パナソニックの支柱部分にウォールナット材を用いた扇風機「RINTO(リント)」
パナソニックの支柱部分にウォールナット材を用いた扇風機「RINTO(リント)」

 ただ、せっかくこだわったデザインがやや中途半端なようにも見えます。まず、こんなに扇風機らしい扇風機の形にする必要があったのかどうか。コンセプトに合わせて形状から見直したほうが、感動を生む製品になったと思います。ダイソンなどは、既存製品の流れを踏襲することなく、独自技術が生きる新しい形状を編み出していますよね。それに比べると、せっかく新しいコンセプトの製品を、他の製品とよく似た形状で送り出してしまうのはもったいないと感じました。

 それから、土台部分。黒ベースに白でマークを表したタッチボタンが並んでいて、個人的にはいかにも家電という印象を受けます。ボタンが付いた土台部分は操作するたびに見る個所なので、素材にはこだわるべきです。土台もウォールナットにすれば、見た目に品が良かったと思うし、手触りも格段に上がったのではないでしょうか。

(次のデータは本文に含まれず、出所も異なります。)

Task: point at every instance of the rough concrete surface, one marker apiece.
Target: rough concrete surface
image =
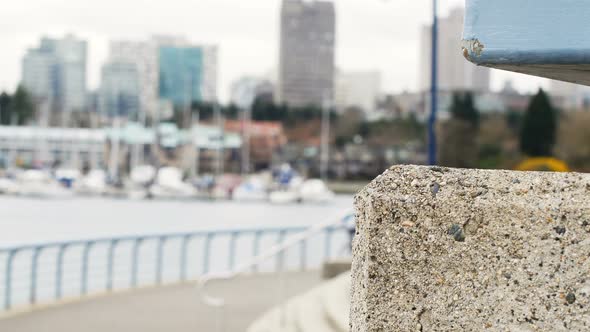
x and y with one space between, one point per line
441 249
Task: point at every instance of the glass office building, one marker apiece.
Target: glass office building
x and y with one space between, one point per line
182 74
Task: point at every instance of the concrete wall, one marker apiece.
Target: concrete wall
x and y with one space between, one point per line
440 249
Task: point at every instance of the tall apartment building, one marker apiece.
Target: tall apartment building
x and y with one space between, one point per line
187 73
57 70
454 72
120 91
169 71
306 64
145 57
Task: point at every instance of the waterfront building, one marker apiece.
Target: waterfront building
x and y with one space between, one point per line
307 42
246 90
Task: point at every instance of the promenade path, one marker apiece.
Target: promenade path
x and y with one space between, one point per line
174 308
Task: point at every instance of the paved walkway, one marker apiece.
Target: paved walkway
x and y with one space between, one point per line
167 309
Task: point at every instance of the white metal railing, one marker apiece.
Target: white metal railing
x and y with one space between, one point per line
276 251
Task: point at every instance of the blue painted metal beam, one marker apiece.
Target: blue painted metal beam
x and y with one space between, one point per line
545 38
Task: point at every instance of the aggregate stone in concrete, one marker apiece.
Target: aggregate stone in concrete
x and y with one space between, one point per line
441 249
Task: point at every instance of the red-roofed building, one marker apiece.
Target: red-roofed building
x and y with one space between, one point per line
266 138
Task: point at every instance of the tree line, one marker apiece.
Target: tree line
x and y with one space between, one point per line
18 108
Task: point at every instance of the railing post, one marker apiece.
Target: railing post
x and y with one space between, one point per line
135 262
232 250
34 267
303 255
183 257
110 264
59 271
84 274
281 255
328 244
159 260
256 248
206 252
8 279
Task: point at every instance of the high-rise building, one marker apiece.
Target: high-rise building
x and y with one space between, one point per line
569 96
145 57
306 64
358 89
187 73
120 91
57 70
454 71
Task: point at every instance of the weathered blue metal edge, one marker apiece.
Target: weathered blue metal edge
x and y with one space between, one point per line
527 32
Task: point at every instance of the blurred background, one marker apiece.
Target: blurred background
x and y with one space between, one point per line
121 120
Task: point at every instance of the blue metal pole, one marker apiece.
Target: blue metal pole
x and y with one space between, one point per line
232 250
84 272
110 265
328 244
160 261
206 253
281 255
432 144
8 280
183 257
59 271
135 262
34 268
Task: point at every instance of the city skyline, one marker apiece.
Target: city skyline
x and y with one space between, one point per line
242 31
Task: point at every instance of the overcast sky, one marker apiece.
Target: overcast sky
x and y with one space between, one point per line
372 34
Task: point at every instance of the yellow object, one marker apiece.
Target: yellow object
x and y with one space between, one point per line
543 164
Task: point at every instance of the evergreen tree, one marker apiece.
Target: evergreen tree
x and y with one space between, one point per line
538 133
23 106
463 108
458 136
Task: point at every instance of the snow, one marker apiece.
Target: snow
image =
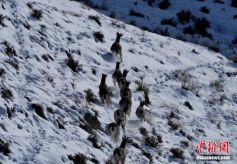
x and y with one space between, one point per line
41 141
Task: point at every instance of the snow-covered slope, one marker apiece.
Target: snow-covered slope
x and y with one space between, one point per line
36 76
221 35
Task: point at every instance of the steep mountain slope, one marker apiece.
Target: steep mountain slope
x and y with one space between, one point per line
43 111
179 19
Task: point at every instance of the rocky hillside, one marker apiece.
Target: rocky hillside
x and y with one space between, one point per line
52 56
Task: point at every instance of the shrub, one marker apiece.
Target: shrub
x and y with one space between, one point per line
143 131
10 111
214 48
4 148
9 50
161 31
234 3
94 140
204 9
30 5
140 84
177 153
112 14
174 123
201 25
184 143
90 96
184 16
39 110
189 30
2 18
235 41
92 121
96 19
6 93
168 21
151 141
148 155
2 72
14 63
218 85
188 105
37 14
150 2
165 4
146 96
71 63
47 57
219 1
137 14
98 36
78 158
169 106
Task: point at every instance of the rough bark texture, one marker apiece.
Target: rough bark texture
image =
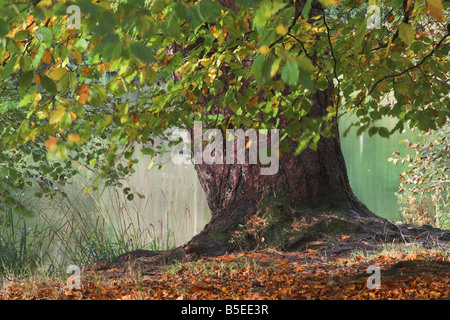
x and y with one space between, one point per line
308 204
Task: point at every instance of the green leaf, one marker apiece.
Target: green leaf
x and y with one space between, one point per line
25 81
81 45
290 73
142 52
9 67
44 34
48 84
406 33
4 28
383 132
21 35
97 95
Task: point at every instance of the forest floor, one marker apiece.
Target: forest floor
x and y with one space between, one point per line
406 272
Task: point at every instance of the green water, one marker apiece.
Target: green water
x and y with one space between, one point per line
175 201
373 179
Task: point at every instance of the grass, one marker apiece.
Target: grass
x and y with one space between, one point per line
78 232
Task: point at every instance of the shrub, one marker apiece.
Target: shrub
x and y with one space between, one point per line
423 194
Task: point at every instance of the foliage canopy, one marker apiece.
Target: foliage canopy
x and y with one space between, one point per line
64 91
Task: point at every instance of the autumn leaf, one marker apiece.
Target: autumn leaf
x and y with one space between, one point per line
282 30
406 33
83 93
57 115
253 101
52 144
74 138
436 10
264 49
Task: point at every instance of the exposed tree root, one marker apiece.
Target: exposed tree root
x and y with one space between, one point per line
280 225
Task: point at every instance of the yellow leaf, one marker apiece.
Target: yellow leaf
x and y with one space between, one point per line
57 74
52 144
406 33
44 3
85 71
47 57
328 3
253 101
264 49
57 114
435 7
250 46
77 55
74 138
282 30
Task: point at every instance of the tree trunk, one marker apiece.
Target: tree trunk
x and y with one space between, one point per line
308 198
308 203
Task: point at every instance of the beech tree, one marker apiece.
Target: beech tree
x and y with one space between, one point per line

 パナソニックは、京都の伝統工芸後継者によるクリエイティブユニット「GO ON」とのコラボプロジェクトも展開していて、そこでは妥協なくこだわり抜いた製品を作っています。茶筒形のスピーカー、IH対応の木製の燗徳利など、どれも非常に良い出来です。ただ、こちらは販売しないんですよね。

「GO ON」とのコラボプロジェクトは、茶筒型のスピーカーなどこだわり抜いた製品が並ぶ(画像は「GO ON × Panasonic Design」のウェブサイトから)
「GO ON」とのコラボプロジェクトは、茶筒型のスピーカーなどこだわり抜いた製品が並ぶ(画像は「GO ON × Panasonic Design」のウェブサイトから)

 RINTOのような量産品ではコストとこだわりのバランスを考える必要があり、販売予定のないコンセプトシリーズと同様にはいかないメーカーの事情は理解できます。ただ、GO ONなどでやればできることはわかっているので、余計にRINTOは中途半端に感じてしまう。こだわった製品を実際に販売しようとすると、「この価格では絶対売れない」と思うような高額になるんでしょうが、それでももう一つ勇気を出して壁を越えてほしかったですね。